Each major generation of 3D cards has been accompanied by a demo. But boy do these date badly.
On the most simple level, your PC's processor receives information about the image the software you're running is trying to show. It then sends that information to your graphics card, which judges how best to display it, and in turn sends its instructions to your monitor. If that sounds simple, it's not. Sorry.
The major way of rendering a 3D scene depends on a system known as ‘rasterization’. First, a wire frame of everything in the scene is generated. Then those wire frames are converted into triangles. A frame consisting of a ton of triangles will make for a more complex shape, but less triangles means less work for the graphics card. Next, every pixel associated with each triangle is filled in - rasterized - to create the appearance of solid objects. Then textures -image files provided by the game to plaster over surfaces - are applied to the triangles, and distorted and their overlaps blended as necessary.
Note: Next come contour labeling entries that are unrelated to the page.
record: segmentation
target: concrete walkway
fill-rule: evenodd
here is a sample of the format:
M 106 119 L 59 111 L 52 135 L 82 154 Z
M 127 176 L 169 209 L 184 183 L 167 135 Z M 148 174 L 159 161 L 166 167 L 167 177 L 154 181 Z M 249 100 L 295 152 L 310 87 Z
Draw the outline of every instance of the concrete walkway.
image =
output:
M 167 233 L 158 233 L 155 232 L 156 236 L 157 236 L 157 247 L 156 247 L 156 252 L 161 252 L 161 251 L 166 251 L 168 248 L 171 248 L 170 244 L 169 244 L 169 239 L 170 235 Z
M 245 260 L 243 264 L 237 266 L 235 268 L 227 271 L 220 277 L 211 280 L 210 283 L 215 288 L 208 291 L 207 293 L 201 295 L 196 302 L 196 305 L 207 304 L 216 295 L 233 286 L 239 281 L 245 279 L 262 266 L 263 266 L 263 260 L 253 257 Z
Then pixel shader effects kick in, further altering each pixel's appearance. The net result is a 2D image containing instructions for the monitor about exactly what color each and every pixel should be. And that's just one frame - for smooth gaming this needs to happen sixty times every second.
A graphics processing unit with a higher clock speed can run this whole gauntlet a little more quickly, while shader pipelines can process per-pixel and vertex effects in parallel, but as game scenes grow ever more complex, that increased rendering speed is offset by the card having to do more hard work.
To ensure said smoothness, the card actually gets ahead of itself, rendering a frame or two ahead and storing them in its frame buffers - its memory. This memory is also used for storing large texture files from the game; newer games seeking the increased detail that higher resolution textures offer is one of the reasons we're seeing quantities of 3D card RAM slowly increase.